The Eaton Gallery received a lot of great feedback from participants:
Kind of makes you think of the beauty of life and the changes through the years. The petals are beautiful but life happens and the years change us, but the beauty still remains in our memories.
I drove by today, slowly passing by in my car to admire A Single Petal of a Rose which I love more and more each time I see it.
Walked by Saturday to enjoy the paintings in your window… peaceful and full of color.
Looking forward to coming inside and seeing more of the art and the space.
Brightened up my walk downtown.
The Eaton Gallery’s creative drive-by solution to sharing art with the local community during Covid19 has helped viewers and participants slow down and feel connected. At Slow Art Day HQ, we agree with Pamala Eaton: “When you slow down and pay attention to your space and place you start to see more value in them.”
We look forward to Eaton Gallery’s Slow Art Day in 2022.
For its 1st Slow Art Day, The Eaton Gallery in Bloomington, IL, organized a creative drive-by exhibition of “The Illuminated Pages of Ours.”
Due to Covid19, gallery owner Pamala Eaton moved the scheduled exhibition to the gallery’s window display so that it could be seen by pedestrians, cyclists, and anyone happening to drive by without violating social distancing measures.
Featuring contemporary works by 11 local artists, the exhibition was themed around references to the history of manuscript illumination. Strongly inspired by the illuminations in The Book of Kells (c. 800 C.E.), Eaton invited local artists to creatively use medieval manuscripts as inspiration for their own work in the exhibition.
Featured artists: Mary Jo Adam, Angel Ambrose, Janean Baird, Jeannie Breitweiser, Doug DeLong/Veronica Strotzka, Herb Eaton, Joann Goetzinger, Rick Harney, Jane Osborn, Melanie Shellito, and Brian Simpson/Rachel Cofer.
Although originally planned as an in-gallery event, Eaton was delighted that the exhibition was still able to take place through the window-display; which enabled even more people to see it. The gallery also recently hosted another drive-by exhibition due to continued lockdown measures.

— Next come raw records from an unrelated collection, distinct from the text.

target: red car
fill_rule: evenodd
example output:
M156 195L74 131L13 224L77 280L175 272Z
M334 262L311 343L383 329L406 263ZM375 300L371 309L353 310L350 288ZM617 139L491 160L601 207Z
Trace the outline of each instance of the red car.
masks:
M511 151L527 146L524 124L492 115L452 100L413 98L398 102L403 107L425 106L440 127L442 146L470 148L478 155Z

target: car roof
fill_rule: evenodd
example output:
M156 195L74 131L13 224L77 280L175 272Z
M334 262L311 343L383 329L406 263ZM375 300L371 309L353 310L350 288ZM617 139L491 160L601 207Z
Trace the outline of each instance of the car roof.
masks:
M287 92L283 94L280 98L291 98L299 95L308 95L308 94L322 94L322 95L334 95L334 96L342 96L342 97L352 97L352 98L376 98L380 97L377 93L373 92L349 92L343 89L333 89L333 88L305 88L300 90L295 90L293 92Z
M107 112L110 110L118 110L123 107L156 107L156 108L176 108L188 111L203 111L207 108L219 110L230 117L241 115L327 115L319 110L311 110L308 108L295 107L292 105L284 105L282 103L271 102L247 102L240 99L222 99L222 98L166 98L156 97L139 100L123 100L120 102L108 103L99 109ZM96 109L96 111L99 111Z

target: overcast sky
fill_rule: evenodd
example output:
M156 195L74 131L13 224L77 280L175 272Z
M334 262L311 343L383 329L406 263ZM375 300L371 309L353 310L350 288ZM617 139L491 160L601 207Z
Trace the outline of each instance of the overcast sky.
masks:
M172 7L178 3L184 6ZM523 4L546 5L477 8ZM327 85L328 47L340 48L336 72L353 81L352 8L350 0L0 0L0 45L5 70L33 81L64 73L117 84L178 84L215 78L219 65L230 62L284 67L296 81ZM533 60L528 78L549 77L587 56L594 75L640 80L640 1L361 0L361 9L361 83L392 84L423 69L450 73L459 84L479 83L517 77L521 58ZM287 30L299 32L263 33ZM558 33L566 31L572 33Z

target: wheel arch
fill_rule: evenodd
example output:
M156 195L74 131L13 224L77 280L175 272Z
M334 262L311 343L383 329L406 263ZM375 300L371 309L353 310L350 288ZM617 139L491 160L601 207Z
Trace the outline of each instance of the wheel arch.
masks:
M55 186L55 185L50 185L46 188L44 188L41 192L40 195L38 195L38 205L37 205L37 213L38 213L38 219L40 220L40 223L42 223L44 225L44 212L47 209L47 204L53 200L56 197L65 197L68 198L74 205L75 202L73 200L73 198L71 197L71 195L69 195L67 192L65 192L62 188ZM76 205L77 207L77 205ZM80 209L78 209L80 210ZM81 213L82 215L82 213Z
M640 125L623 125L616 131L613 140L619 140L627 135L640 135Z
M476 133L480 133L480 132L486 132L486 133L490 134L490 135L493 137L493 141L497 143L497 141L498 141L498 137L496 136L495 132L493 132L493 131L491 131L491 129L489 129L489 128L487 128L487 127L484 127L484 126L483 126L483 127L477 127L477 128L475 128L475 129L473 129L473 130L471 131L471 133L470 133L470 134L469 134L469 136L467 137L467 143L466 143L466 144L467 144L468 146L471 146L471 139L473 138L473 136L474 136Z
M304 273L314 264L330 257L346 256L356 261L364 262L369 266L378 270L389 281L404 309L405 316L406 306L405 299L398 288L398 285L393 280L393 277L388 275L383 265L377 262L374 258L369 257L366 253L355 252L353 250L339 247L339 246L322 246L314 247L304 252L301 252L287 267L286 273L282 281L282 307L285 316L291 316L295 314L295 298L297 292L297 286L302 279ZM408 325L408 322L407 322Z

“We have so many talented artists in this community. We need to celebrate what those gifts are and be willing to share them. Even in this time of stress, it’s a good way to take your mind off of something and try to find some hope and faith and move forward.”
The Slow Art Day HQ team has loved reading about the Eaton Gallery event. I especially appreciate the strong emphasis on the local artist community. It reminds us how important art can be in fostering connection, perhaps especially during times such as the present.
We look forward to Slow Art Day 2021, when we hope The Eaton Gallery will participate with another wonderful event.